Man naturally desires, not only to be loved, but to be lovely; or to be that thing which is the natural and proper object of love. He naturally dreads, not only to be hated, but to be hateful; or to be that thing which is the natural and proper object of hatred. He desires, not only praise, but praiseworthiness; or to be that thing which, though it should be praised by nobody, is, however, the natural and proper object of praise. He dreads, not only blame, but blame-worthiness; or to be that thing which, though it should be blamed by nobody, is, however, the natural and proper object of blame.

Bow hunting is a moral act and should be done in which a wise bow hunter would recognize as "lovely."

But like any virtue it is gained through time, experience, and failure.  We must first recognize what we do not know, cling tightly to what remains, then maybe we begin to recognize "the lovely," and finally to cultivate it within the self.  

Animals feel physical and emotional pain and we should seek to avoid inflicting it unnecessarily.  The bow hunter, once he has learned to recognize the avoid the irresponsible shot, need not feel guilty about the unrecovered deer.  It probably survived.  It suffered, but not in the fashion or to the degree we're inclined to think.

I regularly hear hunters say, "I respect the deer too much to let it go to waste."  That is a good start, but there is no waste.  If it did not survive, than it fed coyote, fox, raccoon, and any number of species of bird, including the proud bald eagle. There is no waste.  All flesh eats flesh.  We hunt because we are part of the biome, part of the ecological system, so are those coyotes.

We show it respect by what is in our control: making every effort to recover the deer we pursued.

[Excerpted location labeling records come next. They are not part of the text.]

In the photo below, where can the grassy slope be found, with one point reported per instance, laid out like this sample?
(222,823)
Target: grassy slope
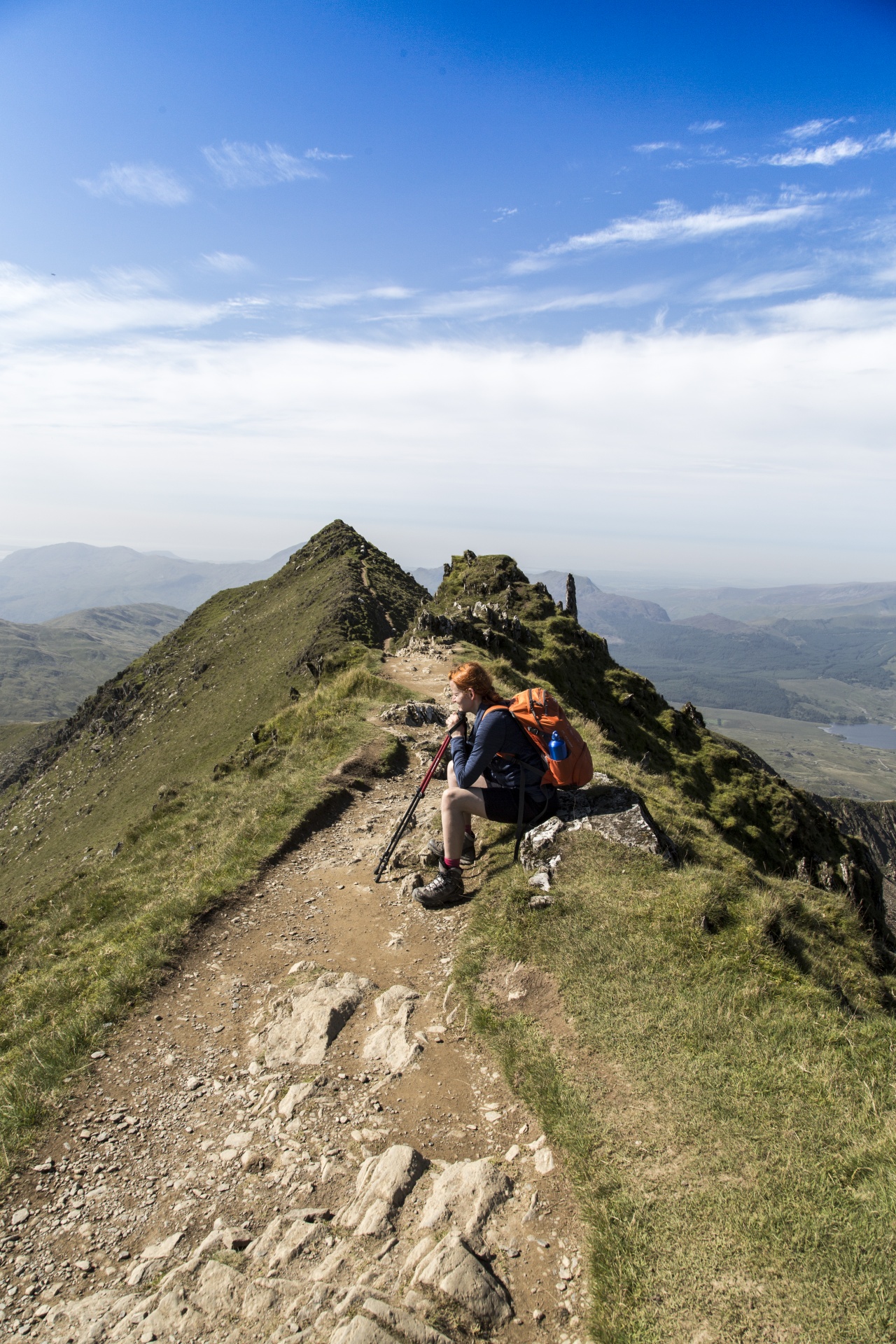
(171,788)
(727,1113)
(808,757)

An interview with the author
If we did not fail, we would not recognize the need to develop the resources to improve our character: to become more patient, more courageous, more wise.  Without falling short of our expectations we would not recognize the need to spend more time with our equipment; we would not recognize the need to practice the simple act of standing up in your stand, the mental toughness of waiting to begin a track, the courage to limit your hunting practice so that it is more challenging for you and improving the odds for your prey.

There is no fault in being human.  If hunters were always successful, we'd have destroyed the planet long ago.  I'm no longer a pastor but my contribution as a tracker often feels pastoral.  I meet people whose conscience, by my own flawed understanding, are just a little malformed.  I try to point them in a direction compatible with the human experience of a hunter, which is the experience of an imperfect, earthbound predator.

Working as a tracker has further challenged my ability to accept the things outside of my control (a blog post to come later), but more important than the unexpected challenges has been the unexpected joys.  I have learned from wiser and more experienced hunters, I have been a small part of the education of others.